My must read of the day is "The Hidden Failure of Obama’s Health Care Overhaul," in Roll Call:

At least 2.9 million Americans who signed up for Medicaid coverage as part of the health care overhaul have not had their applications processed, with some paperwork sitting in queues since last fall, according to a 50-state survey by CQ Roll Call.

Those delays — due to technological snags with enrollment websites, bureaucratic tangles at state Medicaid programs and a surge of applicants — betray Barack Obama’s promise to expand access to health care for some of the nation’s most vulnerable citizens. […]

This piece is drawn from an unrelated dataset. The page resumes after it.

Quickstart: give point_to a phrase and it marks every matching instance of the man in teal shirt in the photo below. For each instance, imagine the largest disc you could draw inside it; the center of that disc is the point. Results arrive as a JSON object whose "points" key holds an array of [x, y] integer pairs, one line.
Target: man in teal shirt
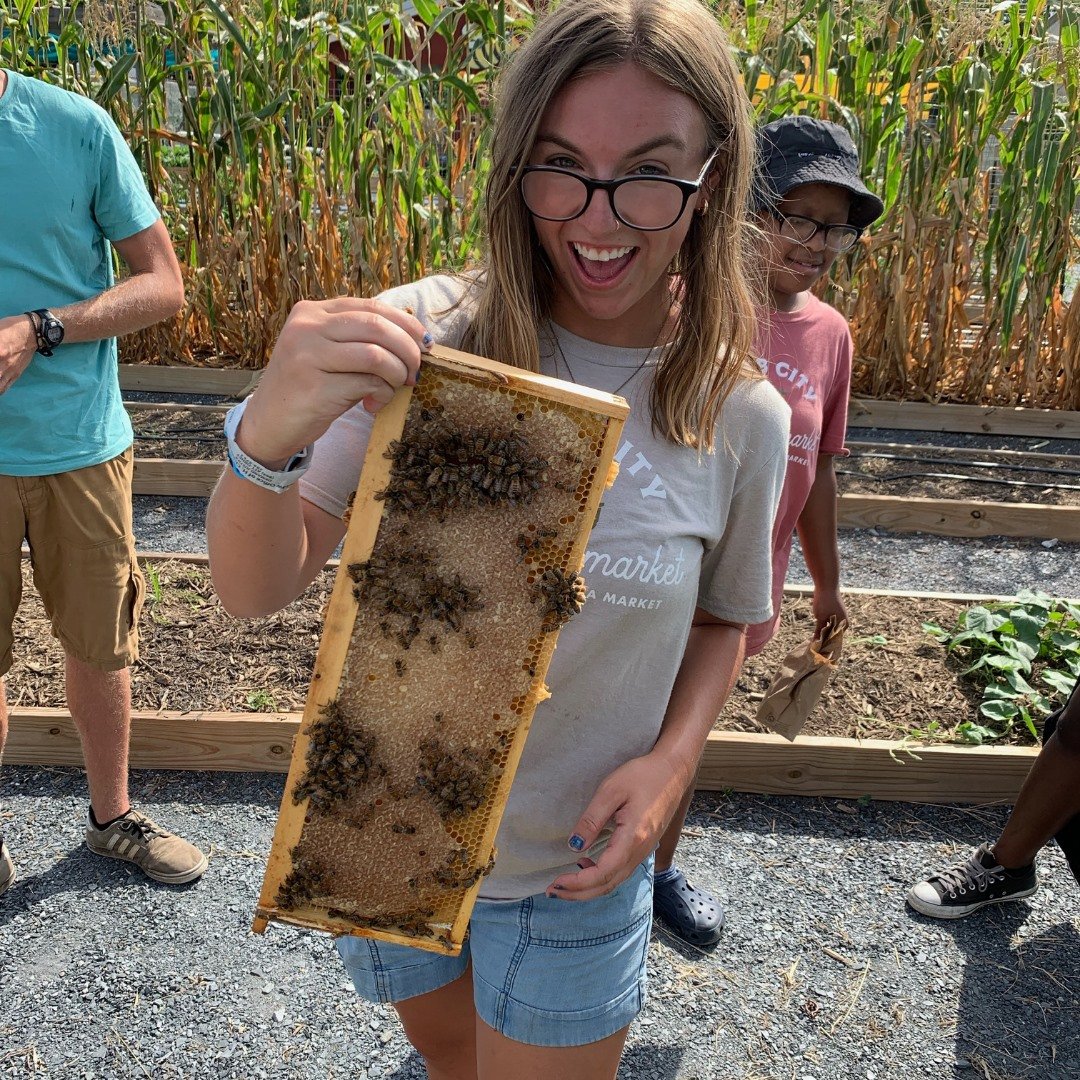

Meanwhile, Republicans usually eager to criticize the Obama administration or states for implementation problems risk looking hypocritical by showcasing the Medicaid waits. Many oppose expanding the program to people with incomes as high as 138 percent of the federal poverty line, as the law allows states to do, and are loath to demand more efficient enrollment to achieve that goal.

"It’s a total contradiction in terms to spend your public time castigating Medicaid as something that never should have been expanded for poor people and as a broken, problem-riddled system, and then turn around and complain about the length of time to enroll people," said Sara Rosenbaum, a member of the Medicaid and CHIP Payment and Access Commission, which advises Congress.

No—that's not a contradiction at all, and more Republicans should be criticizing this.

Long wait times do not undermine the argument that it's a "broken, problem-riddled system;" they embolden it. This demonstrates a systemic problem that begins before the actual healthcare, which many conservatives also point to as being subpar in quality.

According to this report, North Carolina, a state that didn't accept the expansion, has one of the worst backlogs in the country. Despite that, Democratic Sen. Kay Hagan has attacked her Republican opponent for failing to support the expansion. If enrollments are not being processed right now, how much worse would the backlog be if it was expanded?

Democrats promised the Medicaid expansion would provide healthcare to millions and ridiculed Republicans for opposing it, yet across the country the program is failing to even process millions of the enrollment forms. Isn’t that the easy part?